Latest ISCC project in China elicits nod of approval from Beijing
By Paul French in Shanghai
China’s Hanas New Energy Group (also known as Ningxia East Thermal Power Co. Ltd.) recently announced that it has begun construction on a concentrated solar power (CSP) project in Gaoshawo town, Yanchi County, Ningxia province in northwest China.
Hanas claim it is the first project of its kind in Asia, utilizing integrated solar combined cycle (ISCC) technology. The plant will reportedly have an eventual planned capacity of 92.5 megawatts and is scheduled to go online by October 2013. Hanas reports that the required investment is in the region of RMB2.25 billion (around US$346 million). Partners with Hanas in the Gaoshawo project include North China Power Engineering and Germany’s Siemens.
ISCC technology integrates trough solar thermal generators with gas turbine generators to create a trough ISCC system. In a press release to announce the project Hanas stated, “…this power station represents an alternative to the traditional trough solar power generation by adding storage facilities and co-operating with combustion turbines for maximizing utilization of solar power resources.”
Hanas’s President Mr. Ma Fuqiang says that, ‘the thermal efficiency of the technology is boosted by up to 80%, by fully utilising solar energy as the source of low and medium temperature heating and high temperature flue gas generated by natural gas power generation as the source of high temperature heating.’
Hanas, and many alternative energy and solar experts, view ISCC as a potential solution to China’s major problem with CSP to date – the inability of CSP to deliver consistently enough to reflect the erratic changes in output in relation to the peaks and troughs of grid demand across the country.
To this end, China has begun ploughing significant investment into developing a nationwide smart grid to ease this problem.
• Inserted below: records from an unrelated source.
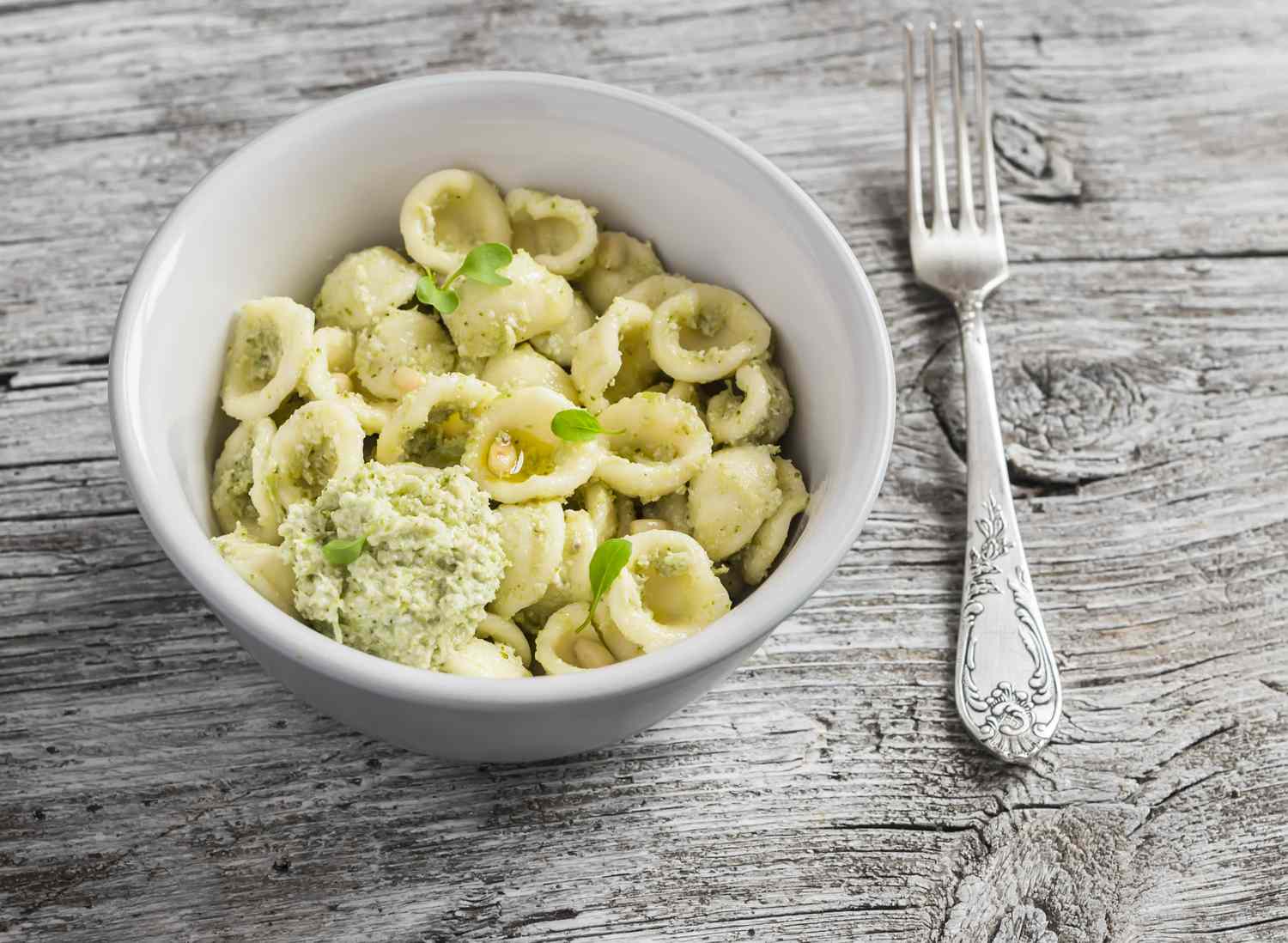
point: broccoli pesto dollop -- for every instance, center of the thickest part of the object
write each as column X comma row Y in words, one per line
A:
column 432, row 561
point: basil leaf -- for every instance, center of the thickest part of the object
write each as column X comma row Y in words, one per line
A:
column 579, row 425
column 610, row 559
column 342, row 553
column 428, row 293
column 483, row 262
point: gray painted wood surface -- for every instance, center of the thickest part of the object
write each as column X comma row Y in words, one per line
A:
column 156, row 785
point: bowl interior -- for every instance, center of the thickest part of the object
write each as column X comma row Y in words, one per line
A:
column 275, row 218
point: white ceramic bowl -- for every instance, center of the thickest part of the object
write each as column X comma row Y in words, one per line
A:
column 281, row 211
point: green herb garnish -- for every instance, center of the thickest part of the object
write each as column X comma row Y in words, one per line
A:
column 610, row 559
column 481, row 265
column 342, row 553
column 579, row 425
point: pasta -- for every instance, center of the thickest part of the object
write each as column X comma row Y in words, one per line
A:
column 556, row 343
column 398, row 481
column 272, row 339
column 263, row 566
column 337, row 345
column 482, row 659
column 321, row 441
column 317, row 381
column 611, row 513
column 494, row 319
column 571, row 581
column 618, row 265
column 562, row 649
column 241, row 495
column 447, row 214
column 706, row 332
column 661, row 445
column 514, row 456
column 525, row 368
column 533, row 540
column 762, row 415
column 611, row 360
column 667, row 592
column 371, row 414
column 363, row 286
column 398, row 350
column 732, row 496
column 672, row 510
column 770, row 536
column 504, row 631
column 429, row 427
column 558, row 232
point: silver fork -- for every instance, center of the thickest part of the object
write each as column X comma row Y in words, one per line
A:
column 1006, row 683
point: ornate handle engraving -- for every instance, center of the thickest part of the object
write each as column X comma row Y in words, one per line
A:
column 1007, row 685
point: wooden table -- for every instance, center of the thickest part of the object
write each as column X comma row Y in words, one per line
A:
column 157, row 785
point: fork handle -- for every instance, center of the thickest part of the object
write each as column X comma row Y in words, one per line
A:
column 1007, row 687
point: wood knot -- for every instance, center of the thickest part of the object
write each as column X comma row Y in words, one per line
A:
column 1066, row 419
column 1035, row 165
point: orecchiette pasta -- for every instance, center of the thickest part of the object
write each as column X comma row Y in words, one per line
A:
column 447, row 214
column 762, row 415
column 270, row 342
column 610, row 513
column 533, row 538
column 371, row 414
column 317, row 381
column 706, row 332
column 558, row 232
column 662, row 443
column 657, row 289
column 571, row 582
column 732, row 496
column 611, row 358
column 363, row 286
column 556, row 343
column 525, row 368
column 263, row 566
column 621, row 647
column 504, row 631
column 674, row 509
column 396, row 479
column 483, row 659
column 430, row 425
column 337, row 345
column 494, row 319
column 321, row 441
column 514, row 456
column 398, row 344
column 690, row 393
column 667, row 592
column 770, row 536
column 562, row 649
column 618, row 265
column 240, row 495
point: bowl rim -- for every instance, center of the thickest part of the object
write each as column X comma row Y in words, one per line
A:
column 245, row 611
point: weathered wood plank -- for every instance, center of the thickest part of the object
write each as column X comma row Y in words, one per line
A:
column 156, row 785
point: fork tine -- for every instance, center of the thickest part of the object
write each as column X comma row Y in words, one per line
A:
column 988, row 173
column 916, row 216
column 937, row 146
column 965, row 193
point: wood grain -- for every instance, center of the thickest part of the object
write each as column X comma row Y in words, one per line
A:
column 157, row 785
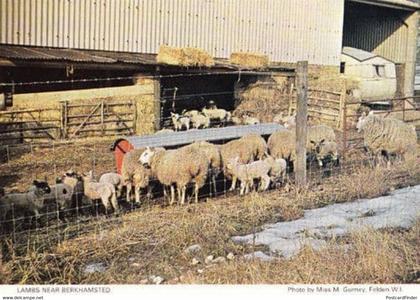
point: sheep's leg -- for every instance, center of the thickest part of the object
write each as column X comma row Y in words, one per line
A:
column 213, row 178
column 114, row 202
column 172, row 195
column 129, row 187
column 196, row 193
column 137, row 193
column 232, row 187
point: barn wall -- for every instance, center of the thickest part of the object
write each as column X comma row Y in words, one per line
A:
column 142, row 93
column 390, row 33
column 287, row 30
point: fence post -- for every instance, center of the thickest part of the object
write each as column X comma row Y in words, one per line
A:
column 301, row 121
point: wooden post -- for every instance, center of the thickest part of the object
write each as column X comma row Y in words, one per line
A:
column 301, row 120
column 156, row 85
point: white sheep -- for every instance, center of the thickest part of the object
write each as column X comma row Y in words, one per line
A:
column 218, row 114
column 135, row 175
column 200, row 121
column 180, row 122
column 177, row 167
column 115, row 179
column 247, row 173
column 248, row 120
column 326, row 149
column 164, row 131
column 387, row 136
column 248, row 148
column 213, row 155
column 33, row 200
column 103, row 191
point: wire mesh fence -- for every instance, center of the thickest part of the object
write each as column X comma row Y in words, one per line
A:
column 60, row 215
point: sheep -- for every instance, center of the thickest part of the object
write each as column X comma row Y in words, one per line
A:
column 213, row 155
column 115, row 179
column 387, row 136
column 282, row 144
column 177, row 167
column 104, row 191
column 75, row 181
column 135, row 174
column 246, row 173
column 317, row 134
column 200, row 121
column 248, row 120
column 32, row 200
column 217, row 114
column 277, row 168
column 324, row 150
column 248, row 148
column 164, row 131
column 180, row 122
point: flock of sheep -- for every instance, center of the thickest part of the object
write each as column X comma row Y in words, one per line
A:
column 203, row 119
column 251, row 160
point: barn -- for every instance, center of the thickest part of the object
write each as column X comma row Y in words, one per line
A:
column 377, row 74
column 108, row 49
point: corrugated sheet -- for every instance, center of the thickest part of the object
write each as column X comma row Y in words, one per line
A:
column 380, row 31
column 211, row 134
column 287, row 30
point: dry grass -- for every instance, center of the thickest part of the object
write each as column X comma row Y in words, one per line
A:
column 187, row 57
column 151, row 241
column 249, row 60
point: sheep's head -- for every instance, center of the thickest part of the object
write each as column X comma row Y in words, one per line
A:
column 42, row 187
column 146, row 157
column 230, row 165
column 363, row 119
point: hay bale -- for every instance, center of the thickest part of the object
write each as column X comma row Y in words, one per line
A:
column 186, row 57
column 249, row 60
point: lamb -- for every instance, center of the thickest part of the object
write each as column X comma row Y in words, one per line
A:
column 33, row 200
column 135, row 174
column 104, row 191
column 115, row 179
column 247, row 173
column 317, row 134
column 200, row 121
column 218, row 114
column 324, row 150
column 282, row 144
column 164, row 131
column 248, row 120
column 387, row 136
column 277, row 168
column 213, row 155
column 177, row 167
column 248, row 148
column 180, row 122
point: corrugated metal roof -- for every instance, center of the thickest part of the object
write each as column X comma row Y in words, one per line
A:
column 359, row 54
column 211, row 134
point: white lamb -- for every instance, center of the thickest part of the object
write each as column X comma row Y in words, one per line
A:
column 247, row 173
column 33, row 200
column 200, row 121
column 180, row 122
column 115, row 179
column 104, row 191
column 218, row 114
column 248, row 120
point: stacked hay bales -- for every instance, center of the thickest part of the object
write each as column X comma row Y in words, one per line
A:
column 249, row 60
column 186, row 57
column 263, row 100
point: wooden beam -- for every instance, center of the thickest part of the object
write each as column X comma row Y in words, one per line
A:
column 301, row 121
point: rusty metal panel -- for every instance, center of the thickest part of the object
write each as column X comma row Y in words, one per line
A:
column 286, row 31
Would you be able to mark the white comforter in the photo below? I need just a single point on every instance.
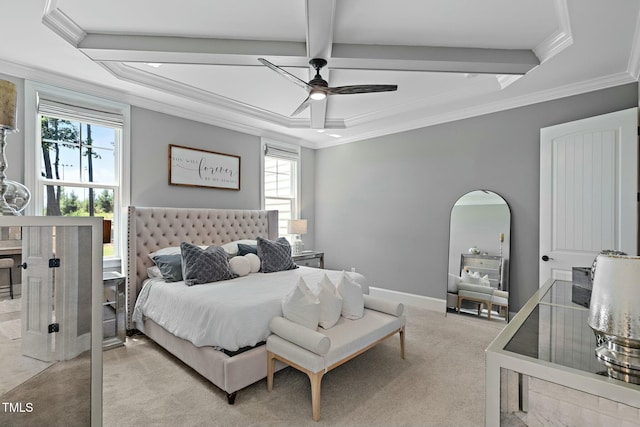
(229, 314)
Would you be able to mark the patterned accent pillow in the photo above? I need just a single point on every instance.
(170, 266)
(275, 255)
(204, 265)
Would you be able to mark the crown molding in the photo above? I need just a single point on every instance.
(61, 24)
(634, 58)
(493, 107)
(560, 39)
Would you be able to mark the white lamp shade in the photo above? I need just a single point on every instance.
(297, 226)
(614, 309)
(8, 99)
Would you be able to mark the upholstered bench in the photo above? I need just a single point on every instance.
(316, 352)
(483, 295)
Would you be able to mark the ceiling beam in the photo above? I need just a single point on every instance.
(432, 58)
(191, 50)
(320, 19)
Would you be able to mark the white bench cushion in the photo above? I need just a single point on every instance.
(347, 337)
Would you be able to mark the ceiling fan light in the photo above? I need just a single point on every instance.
(317, 95)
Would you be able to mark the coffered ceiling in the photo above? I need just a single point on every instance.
(199, 58)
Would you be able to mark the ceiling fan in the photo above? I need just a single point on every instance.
(318, 87)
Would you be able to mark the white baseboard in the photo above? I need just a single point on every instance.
(434, 304)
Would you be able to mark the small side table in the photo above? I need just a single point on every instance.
(313, 259)
(113, 310)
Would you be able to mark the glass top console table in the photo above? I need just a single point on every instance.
(549, 340)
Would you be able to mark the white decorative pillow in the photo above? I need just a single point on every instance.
(240, 266)
(330, 302)
(154, 272)
(452, 283)
(301, 306)
(230, 248)
(254, 261)
(352, 299)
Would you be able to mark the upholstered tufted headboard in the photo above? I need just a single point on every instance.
(150, 229)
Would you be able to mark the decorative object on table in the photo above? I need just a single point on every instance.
(614, 315)
(603, 252)
(581, 286)
(13, 196)
(297, 227)
(194, 167)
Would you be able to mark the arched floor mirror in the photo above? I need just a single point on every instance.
(479, 249)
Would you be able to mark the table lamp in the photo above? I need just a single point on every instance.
(614, 315)
(297, 227)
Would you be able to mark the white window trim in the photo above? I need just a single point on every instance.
(32, 153)
(288, 147)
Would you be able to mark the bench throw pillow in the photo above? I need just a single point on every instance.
(275, 255)
(330, 302)
(352, 299)
(301, 306)
(204, 265)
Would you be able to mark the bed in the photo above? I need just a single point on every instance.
(153, 228)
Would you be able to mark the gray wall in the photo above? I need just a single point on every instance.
(151, 134)
(383, 205)
(15, 140)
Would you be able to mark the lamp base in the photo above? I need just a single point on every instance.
(297, 247)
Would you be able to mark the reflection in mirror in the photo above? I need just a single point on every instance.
(45, 329)
(479, 249)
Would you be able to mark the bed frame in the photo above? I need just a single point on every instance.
(153, 228)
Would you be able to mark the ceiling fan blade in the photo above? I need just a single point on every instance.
(285, 74)
(348, 90)
(305, 104)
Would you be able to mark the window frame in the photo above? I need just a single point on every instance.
(296, 155)
(33, 151)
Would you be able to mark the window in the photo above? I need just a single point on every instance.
(280, 183)
(79, 155)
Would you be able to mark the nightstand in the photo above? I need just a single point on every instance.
(113, 313)
(309, 259)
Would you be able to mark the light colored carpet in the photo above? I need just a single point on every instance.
(11, 329)
(440, 383)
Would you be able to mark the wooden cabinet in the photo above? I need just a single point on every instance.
(490, 265)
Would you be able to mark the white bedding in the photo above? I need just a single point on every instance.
(230, 314)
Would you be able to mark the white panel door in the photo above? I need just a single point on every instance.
(37, 294)
(588, 191)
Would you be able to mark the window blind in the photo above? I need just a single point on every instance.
(67, 110)
(281, 152)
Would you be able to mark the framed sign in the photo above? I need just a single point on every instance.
(194, 167)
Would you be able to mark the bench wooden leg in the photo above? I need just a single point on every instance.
(271, 367)
(316, 379)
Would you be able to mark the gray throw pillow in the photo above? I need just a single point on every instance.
(170, 267)
(204, 265)
(275, 255)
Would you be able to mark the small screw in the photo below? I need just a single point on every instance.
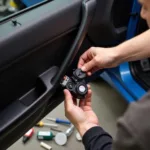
(14, 22)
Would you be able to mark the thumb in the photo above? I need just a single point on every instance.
(68, 99)
(88, 66)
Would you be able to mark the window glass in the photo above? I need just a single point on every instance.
(8, 7)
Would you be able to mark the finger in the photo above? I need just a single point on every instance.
(68, 99)
(89, 73)
(88, 98)
(82, 59)
(75, 101)
(89, 87)
(81, 103)
(88, 66)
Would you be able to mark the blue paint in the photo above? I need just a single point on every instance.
(120, 77)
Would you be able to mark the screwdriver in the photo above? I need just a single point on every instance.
(58, 120)
(42, 124)
(28, 135)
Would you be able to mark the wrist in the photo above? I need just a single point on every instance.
(116, 55)
(83, 128)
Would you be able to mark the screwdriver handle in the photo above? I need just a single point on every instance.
(62, 121)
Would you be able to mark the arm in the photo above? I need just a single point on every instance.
(134, 49)
(97, 139)
(98, 58)
(86, 122)
(133, 128)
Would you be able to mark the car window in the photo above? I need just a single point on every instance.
(8, 7)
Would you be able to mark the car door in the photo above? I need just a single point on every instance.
(39, 45)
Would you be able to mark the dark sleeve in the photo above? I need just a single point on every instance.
(97, 139)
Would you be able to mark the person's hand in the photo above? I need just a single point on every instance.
(98, 58)
(82, 115)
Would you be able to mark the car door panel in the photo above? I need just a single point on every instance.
(27, 56)
(40, 44)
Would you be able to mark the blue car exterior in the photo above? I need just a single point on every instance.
(121, 77)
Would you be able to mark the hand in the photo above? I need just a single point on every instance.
(98, 58)
(81, 116)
Here, the ability to store solar-generated energy to help prevent fluctuations in supply will prove useful.
If a hybrid technology like ISCC is proven to be a successful technology in helping “smooth” the demand and supply peaks and to better modify output to suit demand, it could herald a brighter future for CSP in general in China than has been seen so far. Hanas expects to operate the Gaoshawo plant at a load of between 30% and 100% daily.
To date, while embracing alternative energy, China has largely shied away from CSP believing it to be too unreliable, too erratic and the sites to be located too far away (mostly inland and to the northwest) to feed into the power systems where additional energy is needed (southern China and the coastal manufacturing belt).
Ningxia-based Hanas is involved in a number of alternative energy projects, including a major LNG facility in the province’s capital Yinchuan, currently under construction. If ISCC is seen as basically CSP plant attached to a traditional power plant, then Hanas has good experience of the power plant dimension of the system.
As for its partners, Siemens is expected to supply the gas turbine generators from Siemens Energy division in Erlangen, Germany. Siemens supplied turbines to Hanas’ 250MW Ningxia East Thermal Power Plant in Yinchuan last year, which will be up and running in 2012. The deal includes a long-term service agreement.
North China Power Engineering is a general power company, based in Beijing, and involved in a large number of projects across China. Like Siemens, NCPE has been involved in projects with Hanas in Ningxia previously, including jointly working on a combined cycle heating, cooling and power tri-generation project using clean energy as fuel in Ningxia to supply the centralized heating, cooling and power generation to the city of Yinchuan.
Over-priced; or undervalued?
Critics, however, complain that ISCC is expensive. Indeed, bolting a solar field onto a traditional power plant significantly increases construction costs.
But China’s thirst for energy, combined with its stated political goal of increasing energy security and reducing oil-dependancy, and its comparative advantage of low construction costs (owing to subsidies, state-owned companies, tax breaks and generally very low labour and land costs in northwest China) means that this argument is unlikely to hold much sway in China. Delivery of uninterrupted energy will be the solid test for ISCC in the PRC.
China politics watchers will have noted that the launch of construction of the Gaoshawo ISCC project was attended by President Ma of Hanas along with Zhao Xiaoping, vice chairman of Ningxia and a vice chairman of the Chinese People’s Political Consultative Conference (CPPCC) of Ningxia. Additionally, China's National Energy Administration sent Hanas a letter of congratulation. It appears Beijing believes ISCC may be the way forward.